Happy in My Hijab: Picture Books

To foster a culturally inclusive and diverse world, I'm grateful that so many children's picture books have more and more diverse characters and concepts. Now, for instance, there are many story books portraying young girls admiring older sisters or mothers and other women in their lives wearing hijabs. These books not only help normalize and celebrate the common cultural practice of wearing a head covering, but also help introduce its meaning in Muslim faith.

In Hana's Hundreds of Hijabs, Hana has hijabs from secondhand shops, shopping malls, family and online sales, upcycled shirts, etc. In fact, she has so many she cannot choose which one to wear; plus, her drawers are overflowing. She ingeniously comes up with a plan to add sparkles, patterns and custom styling for others by salon appointment in partnership with her aunt Huda.

In Mommy's Khimar, Mommy has so many colorful khimars (or hijabs) – some with stripes, patterns and polka dots too - and her daughter's absolute favorite one is yellow.

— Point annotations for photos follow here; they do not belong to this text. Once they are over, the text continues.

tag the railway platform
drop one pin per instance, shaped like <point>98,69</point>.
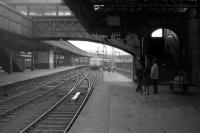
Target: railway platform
<point>115,107</point>
<point>6,78</point>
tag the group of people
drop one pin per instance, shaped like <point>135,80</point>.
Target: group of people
<point>147,74</point>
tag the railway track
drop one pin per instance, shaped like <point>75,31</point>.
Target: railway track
<point>12,104</point>
<point>19,87</point>
<point>61,116</point>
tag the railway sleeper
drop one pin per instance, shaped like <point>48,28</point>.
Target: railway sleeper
<point>58,119</point>
<point>55,122</point>
<point>47,131</point>
<point>60,115</point>
<point>52,127</point>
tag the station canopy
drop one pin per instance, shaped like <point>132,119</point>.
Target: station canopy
<point>104,16</point>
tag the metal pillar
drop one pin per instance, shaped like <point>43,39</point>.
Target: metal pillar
<point>10,61</point>
<point>33,60</point>
<point>55,59</point>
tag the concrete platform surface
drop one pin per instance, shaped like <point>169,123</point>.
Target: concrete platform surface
<point>6,78</point>
<point>115,107</point>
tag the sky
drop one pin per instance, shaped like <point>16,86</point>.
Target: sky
<point>93,47</point>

Wearing it feels like a crown! She shines like the sun, becomes a mama bird, a superhero, and feel like her mommy is always with her (she can even smell her hair coconut oil and cocoa butter skin lotion). Of note, Mom-Mom (or grandmother) doesn't wear a khimar or even go to a mosque, but she is still family, and they all love each other just the same.

In The Proudest Blue, Asiya wears a blue hijab the color of the ocean and sky, and looks like a princess to Faizah, but when she's teased for wearing what another student calls a “tablecloth” on her head, Faizah must learn to see past people's cruelty through strength, self-understanding and confidence. The companion book, The Kindest Red, features Faizah wearing her mother’s hand-me-down dress for picture day, but when posed next to her older sister, Asiya (who she wants to match), her kind friends help come up with a creative solution to make her a hijab out of the dress sash/bow.

In Proud in Her Hijab, readers will learn more about Ethiopian faith, food and culture as they see Iman struggling at her new school because she's teased and judged for being different. Others suspect she's hiding something ugly or terrible under her hijab. One student even teases that she probably showers with her clothes on! Readers will learn about the phrase "Aselamu Aleykum," meaning "Peace be upon you," as well as the importance of being kind and respectful to others.

In Under My Hijab, readers learn more about how a young girls’ Mama and Grandma leave their hair uncovered at home, but have hijabs to cover their hair, ears, necks and chests at work in the bakery or in public.

In What Color Is My Hijab?, a young girl admires Muslim women she admires (such as engineers and doctors) wearing hijabs in different styles and in every color. Readers will see a blue hijab under a pilot’s cap; a black hijab on the head of female athlete and more.

What does your favorite hijab look like? And how does it make you feel?